Any Gartner analyst knows that interest in particular topics waxes and wanes, sometimes for discernible reasons and sometimes we don’t know why. This week’s topic was knowledge management, or as the aficionados call it, KM. The first client call was a review of a KM strategy and then other discussions progressed from there. What comes up frequently – and did again this week – is a confusion over KM, collaboration and social media. What do these terms mean, how are they different, or are they even different?
I’m not known for engaging in definitions debates. While it is important to be clear and accurate in one’s communication, I derive little joy from discussing how many angels can dance on the head of a pin. What is important is not what term is used (as my friends in the mid-west say, “it don’t make no never mind”) – but clearly defining the value you expect to get from the initiative. The critical questions that need to be answered are “what do you want to achieve?” and “how will this make your target constituency’s life easier?” Both of these questions must be answered with a very high degree of specificity if the initiative will be successful. (Gartner clients may want to read my research note describing a process for doing this.)
In most cases when I talk with clients about KM, collaboration or social media, what they want to gain is similar: they want to get more benefit from the information assets inside or outside their organizations. The complication is that as the problems they are hoping to solve by applying these knowledge assets increase in complexity, so does the likelihood that the knowledge needed to solve them cannot be neatly codified.
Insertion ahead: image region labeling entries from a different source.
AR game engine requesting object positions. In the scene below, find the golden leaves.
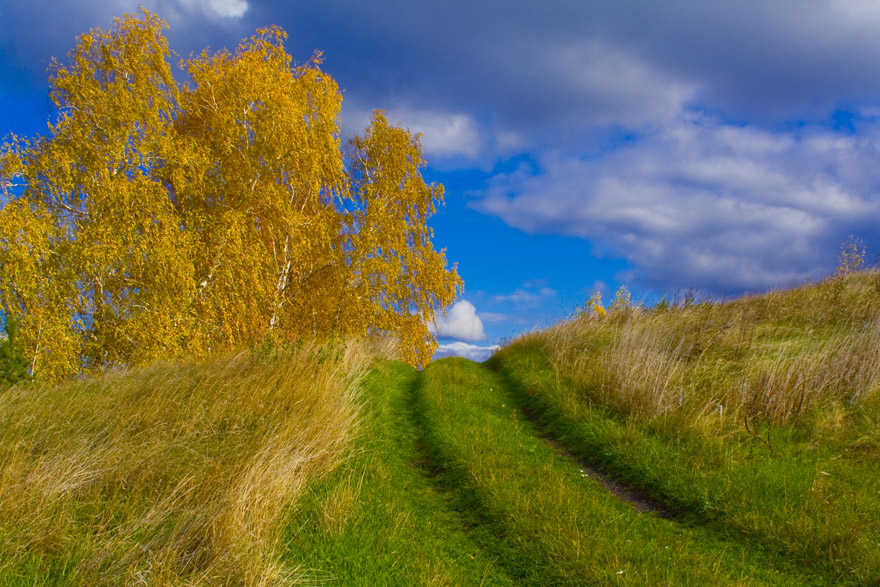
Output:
[0,11,461,377]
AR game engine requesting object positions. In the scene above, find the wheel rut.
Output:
[520,406,682,520]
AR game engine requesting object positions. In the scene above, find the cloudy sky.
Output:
[0,0,880,358]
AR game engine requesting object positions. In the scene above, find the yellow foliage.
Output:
[578,290,608,318]
[0,11,461,377]
[611,285,632,310]
[837,234,866,277]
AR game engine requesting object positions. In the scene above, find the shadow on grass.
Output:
[408,372,547,584]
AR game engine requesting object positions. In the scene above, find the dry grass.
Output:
[528,272,880,426]
[0,344,388,585]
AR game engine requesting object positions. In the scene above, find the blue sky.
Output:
[0,0,880,358]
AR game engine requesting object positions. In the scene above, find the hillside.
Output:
[0,273,880,585]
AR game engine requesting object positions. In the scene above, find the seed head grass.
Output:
[0,344,386,585]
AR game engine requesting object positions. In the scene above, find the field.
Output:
[0,272,880,585]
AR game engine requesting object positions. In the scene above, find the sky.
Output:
[0,0,880,360]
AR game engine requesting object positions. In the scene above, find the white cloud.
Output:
[434,342,501,362]
[492,280,556,306]
[206,0,248,18]
[477,113,880,292]
[435,300,486,342]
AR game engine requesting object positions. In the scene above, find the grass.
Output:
[491,273,880,585]
[413,359,811,585]
[0,344,372,585]
[286,363,514,586]
[6,273,880,586]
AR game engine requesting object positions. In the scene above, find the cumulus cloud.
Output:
[476,113,880,300]
[434,342,501,362]
[435,300,486,342]
[492,280,556,307]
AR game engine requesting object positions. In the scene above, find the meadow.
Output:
[0,271,880,585]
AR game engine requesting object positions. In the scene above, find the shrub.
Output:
[0,316,30,387]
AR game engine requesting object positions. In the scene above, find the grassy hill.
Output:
[0,273,880,585]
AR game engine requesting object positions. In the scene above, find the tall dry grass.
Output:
[528,272,880,432]
[0,344,388,585]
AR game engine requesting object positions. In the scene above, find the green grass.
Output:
[413,359,811,585]
[286,363,514,585]
[6,273,880,586]
[490,274,880,585]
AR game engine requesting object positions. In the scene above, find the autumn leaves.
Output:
[0,11,461,376]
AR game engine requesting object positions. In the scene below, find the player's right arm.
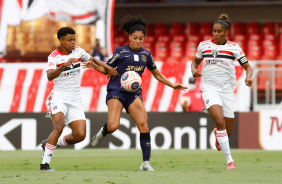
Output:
[91,57,119,77]
[191,57,203,77]
[191,42,203,77]
[83,60,108,75]
[46,58,78,81]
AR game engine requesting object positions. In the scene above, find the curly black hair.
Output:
[213,14,231,30]
[57,27,75,39]
[120,15,147,36]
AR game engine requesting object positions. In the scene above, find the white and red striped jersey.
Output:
[47,46,91,95]
[196,39,245,92]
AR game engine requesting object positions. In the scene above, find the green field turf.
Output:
[0,149,282,184]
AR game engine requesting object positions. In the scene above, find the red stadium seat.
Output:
[143,35,156,56]
[202,34,213,41]
[182,35,201,62]
[200,22,213,35]
[261,33,278,60]
[246,22,260,34]
[230,22,246,38]
[257,65,271,91]
[146,24,155,36]
[155,39,170,61]
[169,23,185,35]
[114,35,128,48]
[155,23,168,35]
[275,64,282,92]
[262,22,276,34]
[233,34,248,54]
[167,34,186,62]
[185,22,200,35]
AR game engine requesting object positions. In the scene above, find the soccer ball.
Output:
[120,71,142,92]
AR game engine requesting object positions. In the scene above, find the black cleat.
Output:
[40,163,56,171]
[41,139,47,158]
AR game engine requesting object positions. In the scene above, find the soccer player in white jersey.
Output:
[40,27,118,171]
[192,14,253,169]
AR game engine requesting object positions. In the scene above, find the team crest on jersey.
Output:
[109,53,120,64]
[120,49,129,53]
[212,50,219,57]
[141,55,147,62]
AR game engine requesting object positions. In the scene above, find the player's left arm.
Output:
[234,44,253,87]
[150,68,188,90]
[82,60,108,75]
[91,57,119,77]
[242,62,253,87]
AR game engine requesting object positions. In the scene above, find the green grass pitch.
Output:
[0,148,282,184]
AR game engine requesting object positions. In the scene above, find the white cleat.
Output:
[140,161,155,171]
[91,127,106,147]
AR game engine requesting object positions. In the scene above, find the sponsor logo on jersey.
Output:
[120,49,129,53]
[206,59,223,64]
[140,51,149,54]
[125,65,144,72]
[109,53,120,64]
[212,50,219,57]
[49,63,55,67]
[133,54,139,61]
[141,55,147,62]
[64,70,79,77]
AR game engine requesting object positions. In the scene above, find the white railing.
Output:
[252,61,282,111]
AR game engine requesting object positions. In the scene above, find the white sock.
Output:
[57,136,69,146]
[42,143,56,164]
[216,130,234,163]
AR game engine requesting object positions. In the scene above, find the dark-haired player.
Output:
[83,15,187,171]
[40,27,118,171]
[192,14,253,169]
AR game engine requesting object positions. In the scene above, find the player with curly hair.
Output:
[192,14,253,169]
[40,27,118,171]
[85,15,187,171]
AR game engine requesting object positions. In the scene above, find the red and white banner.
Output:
[259,110,282,150]
[0,0,115,57]
[0,62,250,113]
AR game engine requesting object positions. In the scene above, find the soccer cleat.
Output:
[140,161,155,171]
[40,163,56,171]
[227,162,236,169]
[213,128,221,151]
[91,127,106,147]
[41,139,47,158]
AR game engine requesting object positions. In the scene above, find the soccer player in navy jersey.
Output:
[85,15,187,171]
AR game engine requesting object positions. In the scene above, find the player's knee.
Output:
[75,133,86,142]
[54,123,65,135]
[138,121,149,132]
[107,122,119,133]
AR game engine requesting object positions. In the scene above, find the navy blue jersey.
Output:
[107,45,157,95]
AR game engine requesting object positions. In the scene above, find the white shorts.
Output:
[202,91,235,118]
[46,91,86,125]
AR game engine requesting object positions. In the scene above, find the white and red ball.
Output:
[120,70,142,92]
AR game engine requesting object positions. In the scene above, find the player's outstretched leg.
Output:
[140,132,155,171]
[40,139,47,158]
[40,140,56,171]
[213,128,221,151]
[40,163,56,171]
[91,123,109,147]
[216,129,235,169]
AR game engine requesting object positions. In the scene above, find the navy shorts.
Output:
[106,90,143,113]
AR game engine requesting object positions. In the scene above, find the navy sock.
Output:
[140,132,151,162]
[102,123,109,136]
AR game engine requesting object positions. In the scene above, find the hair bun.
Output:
[218,14,230,24]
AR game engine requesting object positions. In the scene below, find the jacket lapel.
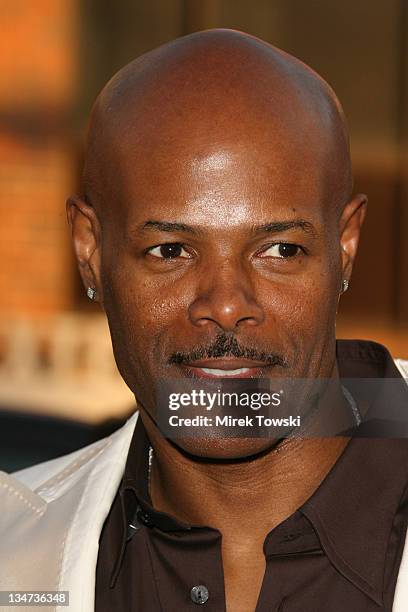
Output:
[0,412,138,612]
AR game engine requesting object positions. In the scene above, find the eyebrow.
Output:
[137,219,317,236]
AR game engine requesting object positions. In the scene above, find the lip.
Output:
[182,359,268,379]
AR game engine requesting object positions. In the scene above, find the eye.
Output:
[146,242,191,259]
[259,242,303,259]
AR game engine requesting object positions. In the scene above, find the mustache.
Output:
[168,334,288,368]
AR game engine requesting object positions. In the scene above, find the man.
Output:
[1,30,408,612]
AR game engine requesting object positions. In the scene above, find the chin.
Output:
[172,437,280,461]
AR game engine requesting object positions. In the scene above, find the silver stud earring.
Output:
[86,287,96,300]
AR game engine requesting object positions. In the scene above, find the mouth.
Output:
[181,359,268,378]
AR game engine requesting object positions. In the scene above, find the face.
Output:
[68,119,365,458]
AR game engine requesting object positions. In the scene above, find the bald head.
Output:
[84,30,352,220]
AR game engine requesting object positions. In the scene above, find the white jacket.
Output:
[0,359,408,612]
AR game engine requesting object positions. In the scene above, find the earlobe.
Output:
[340,194,367,281]
[66,196,102,302]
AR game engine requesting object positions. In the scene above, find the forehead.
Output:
[110,126,333,228]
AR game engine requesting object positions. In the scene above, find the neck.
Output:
[141,358,351,545]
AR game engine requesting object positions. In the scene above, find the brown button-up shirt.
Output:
[95,341,408,612]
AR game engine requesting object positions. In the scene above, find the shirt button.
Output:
[190,584,210,604]
[136,509,154,527]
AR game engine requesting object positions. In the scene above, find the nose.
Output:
[189,262,265,331]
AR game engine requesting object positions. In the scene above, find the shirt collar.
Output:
[111,340,408,604]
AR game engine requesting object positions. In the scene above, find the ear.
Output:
[66,195,103,308]
[340,193,367,288]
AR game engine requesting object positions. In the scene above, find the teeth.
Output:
[200,368,250,376]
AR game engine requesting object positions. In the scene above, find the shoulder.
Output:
[394,359,408,378]
[10,412,139,490]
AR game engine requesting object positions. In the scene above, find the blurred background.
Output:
[0,0,408,469]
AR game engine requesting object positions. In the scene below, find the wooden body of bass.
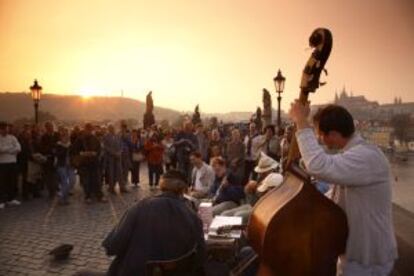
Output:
[248,167,348,276]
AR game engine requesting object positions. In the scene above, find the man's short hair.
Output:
[190,151,202,158]
[313,104,355,138]
[265,125,276,135]
[160,170,188,193]
[211,157,226,167]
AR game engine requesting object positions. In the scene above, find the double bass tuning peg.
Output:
[319,68,328,86]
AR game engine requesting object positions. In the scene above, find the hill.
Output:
[0,93,180,122]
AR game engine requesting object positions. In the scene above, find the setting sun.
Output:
[79,87,102,99]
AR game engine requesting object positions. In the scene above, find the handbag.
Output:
[132,152,145,162]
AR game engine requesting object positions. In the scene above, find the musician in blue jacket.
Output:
[103,170,205,276]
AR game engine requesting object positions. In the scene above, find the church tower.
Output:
[334,89,339,104]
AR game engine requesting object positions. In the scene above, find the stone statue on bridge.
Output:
[144,91,155,129]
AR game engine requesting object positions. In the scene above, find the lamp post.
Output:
[273,69,286,130]
[30,80,42,124]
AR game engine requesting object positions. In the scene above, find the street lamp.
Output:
[273,69,286,130]
[30,80,42,124]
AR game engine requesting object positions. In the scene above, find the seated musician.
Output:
[221,152,283,223]
[103,170,205,276]
[210,157,244,216]
[290,101,398,276]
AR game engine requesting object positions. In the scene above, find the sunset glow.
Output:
[0,0,414,112]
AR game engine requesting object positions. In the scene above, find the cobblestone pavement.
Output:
[0,162,414,276]
[0,171,151,276]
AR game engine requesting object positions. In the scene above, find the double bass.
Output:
[247,28,348,276]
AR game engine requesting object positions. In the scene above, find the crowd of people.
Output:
[0,117,287,209]
[0,101,398,275]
In the spirit of full disclosure, I should mention that I’ve been a member of the Boston KM Forum for more years than I care to think about. The KM Forum is ably guided by Lynda Moulton and Larry Chait. Periodically we will discuss whether a name change for the group is required. After all, KM has certainly changed a lot over the past decade. But somehow we just haven’t come up with a better term and so we stick with what we have (and then of course there would be the expense of changing all the fancy stationery (grin)). And we acknowledge that topics that fit under the KM banner include content management, learning, innovation and collaboration.
So don’t worry too much about what you call that project that aims to get more value from information assets. Instead, spend the time looking for ways to get people better connected and allow them to filter out the useful knowledge from wealth of information that surrounds them.